Paris Requiem – Had you asked me a few weeks ago if I had been to Paris, I would have answered truthfully with no, however after reading this glorious novel I feel I could answer, just as honestly with ‘Yes, I was there just before 1900’. Such is the richness of the text within these pages that you are immersed in the city, you follow the Norton Brothers’ through the sometimes seedy streets, meeting the colourful characters who are their family, friends and foe.

The story takes you on a twisted path, weaving suspicion around each of the players in this suspense filled read – it thwarted my plans for an early night three days in a row! This book is a generous number of pages, but never felt long – each sentence was informative, every word needed to paint the scene and bring the story to life.

I have in the past struggled to read historical fiction, and I have tried but this was in a class of its own.
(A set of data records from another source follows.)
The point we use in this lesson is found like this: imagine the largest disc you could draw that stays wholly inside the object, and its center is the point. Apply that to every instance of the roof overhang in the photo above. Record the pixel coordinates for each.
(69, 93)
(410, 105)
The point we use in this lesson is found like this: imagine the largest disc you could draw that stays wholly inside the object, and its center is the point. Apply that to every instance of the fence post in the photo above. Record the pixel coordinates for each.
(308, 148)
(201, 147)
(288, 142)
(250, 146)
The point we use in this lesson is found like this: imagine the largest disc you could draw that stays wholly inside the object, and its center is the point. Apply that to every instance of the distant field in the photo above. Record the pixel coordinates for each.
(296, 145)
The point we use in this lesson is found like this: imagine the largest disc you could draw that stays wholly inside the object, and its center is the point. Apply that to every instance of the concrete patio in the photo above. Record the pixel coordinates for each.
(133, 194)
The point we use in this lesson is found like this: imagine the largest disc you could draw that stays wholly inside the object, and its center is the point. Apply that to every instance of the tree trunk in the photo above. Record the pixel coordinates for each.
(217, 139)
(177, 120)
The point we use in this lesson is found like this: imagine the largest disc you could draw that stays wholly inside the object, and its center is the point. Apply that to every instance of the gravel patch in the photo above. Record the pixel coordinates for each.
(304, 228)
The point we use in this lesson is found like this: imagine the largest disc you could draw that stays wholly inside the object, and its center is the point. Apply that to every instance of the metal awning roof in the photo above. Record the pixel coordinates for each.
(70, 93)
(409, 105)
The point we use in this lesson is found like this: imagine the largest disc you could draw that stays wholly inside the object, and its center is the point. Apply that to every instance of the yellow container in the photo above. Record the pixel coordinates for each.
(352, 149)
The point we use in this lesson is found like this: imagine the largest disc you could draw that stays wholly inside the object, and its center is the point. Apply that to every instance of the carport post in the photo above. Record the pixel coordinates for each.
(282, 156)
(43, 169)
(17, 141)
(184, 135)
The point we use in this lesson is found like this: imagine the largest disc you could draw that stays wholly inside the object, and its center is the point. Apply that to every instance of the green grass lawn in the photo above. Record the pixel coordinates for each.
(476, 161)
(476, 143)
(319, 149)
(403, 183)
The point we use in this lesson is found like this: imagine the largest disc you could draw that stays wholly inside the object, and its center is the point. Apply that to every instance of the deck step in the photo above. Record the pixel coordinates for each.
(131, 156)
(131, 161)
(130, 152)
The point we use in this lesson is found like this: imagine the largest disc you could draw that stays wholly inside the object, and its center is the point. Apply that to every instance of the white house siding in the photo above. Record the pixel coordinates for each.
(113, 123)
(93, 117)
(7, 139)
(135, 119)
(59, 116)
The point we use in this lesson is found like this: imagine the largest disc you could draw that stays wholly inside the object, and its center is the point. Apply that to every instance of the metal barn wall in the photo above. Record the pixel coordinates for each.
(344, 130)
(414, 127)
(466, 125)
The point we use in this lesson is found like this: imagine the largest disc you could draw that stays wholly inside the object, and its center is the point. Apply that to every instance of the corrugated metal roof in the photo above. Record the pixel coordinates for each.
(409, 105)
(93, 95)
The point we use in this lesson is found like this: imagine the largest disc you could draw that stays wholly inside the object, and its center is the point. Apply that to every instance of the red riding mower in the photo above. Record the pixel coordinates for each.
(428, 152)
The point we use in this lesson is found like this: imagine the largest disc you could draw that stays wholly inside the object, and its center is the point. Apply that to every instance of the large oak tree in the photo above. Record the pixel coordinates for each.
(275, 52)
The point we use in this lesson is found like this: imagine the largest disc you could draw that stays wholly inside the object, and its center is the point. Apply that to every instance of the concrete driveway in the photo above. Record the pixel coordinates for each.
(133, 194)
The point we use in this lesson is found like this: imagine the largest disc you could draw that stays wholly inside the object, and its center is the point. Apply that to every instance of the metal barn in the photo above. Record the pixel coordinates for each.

We here so much promotion around ‘five star reads’ – undoubtedly some of which are deserved – that we almost become desensitised but with Paris Requiem a 5 star award would be a disservice. This is so much more – the writing is rich, eloquent and descriptive – I feel I know the lead characters, that I have lived in that time and place with them. Although this was set over 100 years ago it never felt dated or ‘stuffy’ – the language was modern but believable and the conclusion was exquisitely drawn.

Arcadia books have, once again, published a novel that leaves you feeling enriched for reading it. Bravo!